“A little bit of Mohabbat should be added to every cup of Sulaimani you serve.”
I grew up watching many films and reading a lot of books. And I have been intrigued by different cultures that I encountered while devouring all these films and books. A year ago, I visited Kozhikode for the Kerala Literature Festival and stayed at my friend’s place for a few days. Her mother served us steaming hot dum biriyani and a cup of Sulaimani tea towards the end of the heavy meal. It was my first time having it, even though I had heard a lot about it. Sulaimani is an ambrosial tea made without adding milk and served with an energetic dosage of lemon, brewed to a gorgeous colour of amber.

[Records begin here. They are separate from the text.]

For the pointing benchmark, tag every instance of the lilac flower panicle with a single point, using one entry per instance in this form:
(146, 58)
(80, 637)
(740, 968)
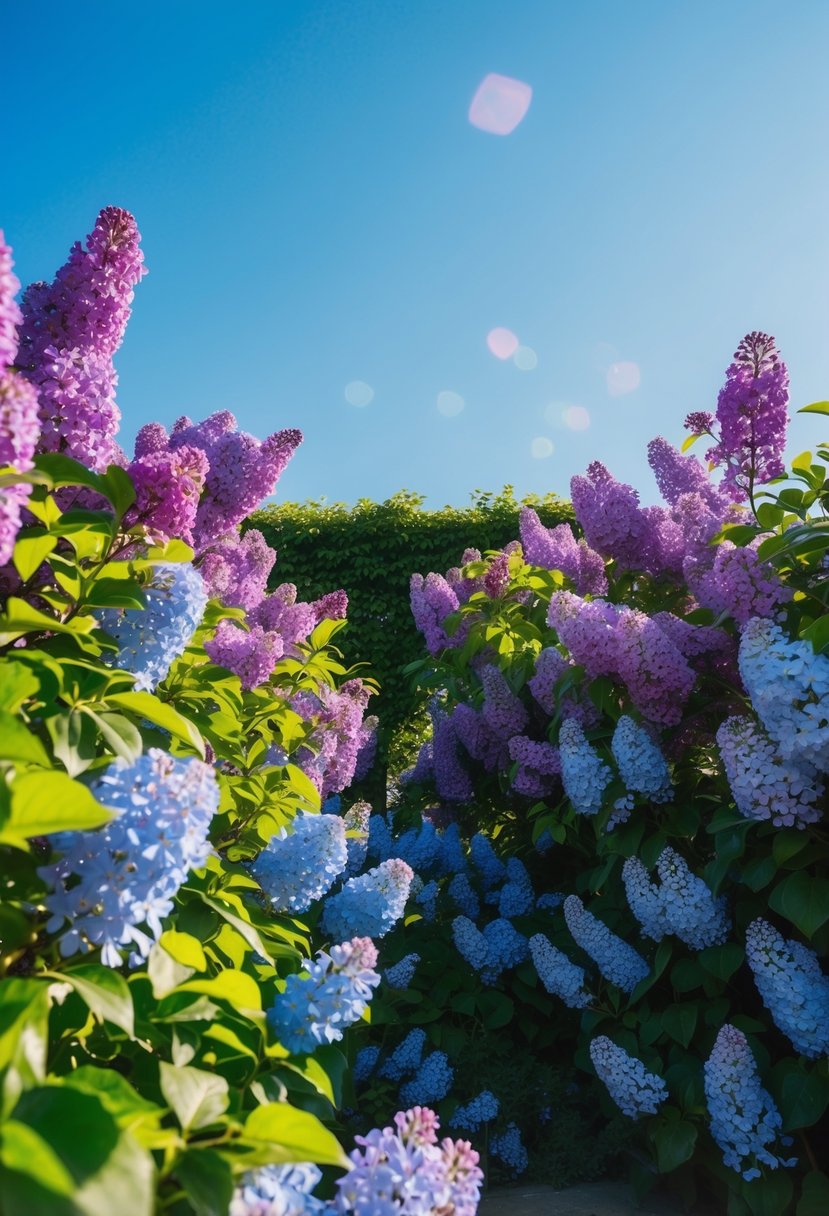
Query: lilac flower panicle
(744, 1120)
(632, 1087)
(371, 904)
(692, 912)
(793, 988)
(402, 973)
(480, 1109)
(584, 773)
(405, 1059)
(432, 1081)
(116, 885)
(298, 867)
(763, 784)
(639, 760)
(402, 1170)
(151, 639)
(316, 1007)
(508, 1148)
(558, 974)
(618, 962)
(646, 900)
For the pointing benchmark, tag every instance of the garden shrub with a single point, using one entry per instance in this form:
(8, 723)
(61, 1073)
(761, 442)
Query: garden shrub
(649, 707)
(171, 1028)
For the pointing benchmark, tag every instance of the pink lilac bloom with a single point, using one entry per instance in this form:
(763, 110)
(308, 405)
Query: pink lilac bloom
(168, 487)
(588, 630)
(251, 654)
(433, 600)
(557, 549)
(10, 313)
(69, 333)
(236, 568)
(658, 676)
(502, 710)
(753, 416)
(610, 517)
(739, 584)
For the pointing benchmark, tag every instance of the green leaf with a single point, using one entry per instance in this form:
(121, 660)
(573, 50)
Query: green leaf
(207, 1178)
(103, 991)
(197, 1098)
(49, 801)
(675, 1144)
(18, 744)
(283, 1133)
(32, 549)
(804, 901)
(146, 705)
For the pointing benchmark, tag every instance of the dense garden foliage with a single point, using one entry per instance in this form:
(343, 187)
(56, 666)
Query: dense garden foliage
(596, 915)
(372, 549)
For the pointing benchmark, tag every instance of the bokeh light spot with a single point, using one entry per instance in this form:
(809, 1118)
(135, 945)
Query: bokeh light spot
(359, 393)
(541, 448)
(502, 342)
(525, 359)
(622, 377)
(575, 417)
(500, 103)
(450, 404)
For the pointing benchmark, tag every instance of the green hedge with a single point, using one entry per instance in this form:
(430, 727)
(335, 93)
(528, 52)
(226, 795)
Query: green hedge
(371, 550)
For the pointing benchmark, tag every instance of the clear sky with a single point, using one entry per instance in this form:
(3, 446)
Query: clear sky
(317, 210)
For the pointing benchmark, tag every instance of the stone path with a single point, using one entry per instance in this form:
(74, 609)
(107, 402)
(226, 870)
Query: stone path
(588, 1199)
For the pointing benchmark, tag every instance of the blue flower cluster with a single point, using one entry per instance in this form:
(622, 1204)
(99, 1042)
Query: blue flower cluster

I have only had milk tea, and I was entirely new to this taste. I always go behind stories of anything new that I consume. Given that food plays a prominent role in cultures and identities, I was eager to know the story behind this beautiful tea. I did a little research, but I somehow wanted to hear it from the people who consume it daily. So, I went to my friend’s mother and asked her about how Sulaimani reached the Malabar region. The folklore traces back to the time of the Prophet Mohammed, who enjoyed drinking what was called ghava, made out of dates and black pepper but not tea.
Arabs inherited the tradition of drinking ghava, but slightly changed the ancient recipe. Arab traders often visited the Malabar region and thus led to cultural intermingling. As the recipe reached Malabar, more spices were added, and dates were replaced with sugar. Somewhere along the line, tea was added. Sulaimani is derived from the word Sulaiman, meaning man of peace. Sulaimani tea is the perfect marriage between black tea and lemon. The colour of the tea transforms from a dark red to sun-kissed golden when the lime juice meets the tea. Maybe that is the reason why there is a splash of love in every cup you serve.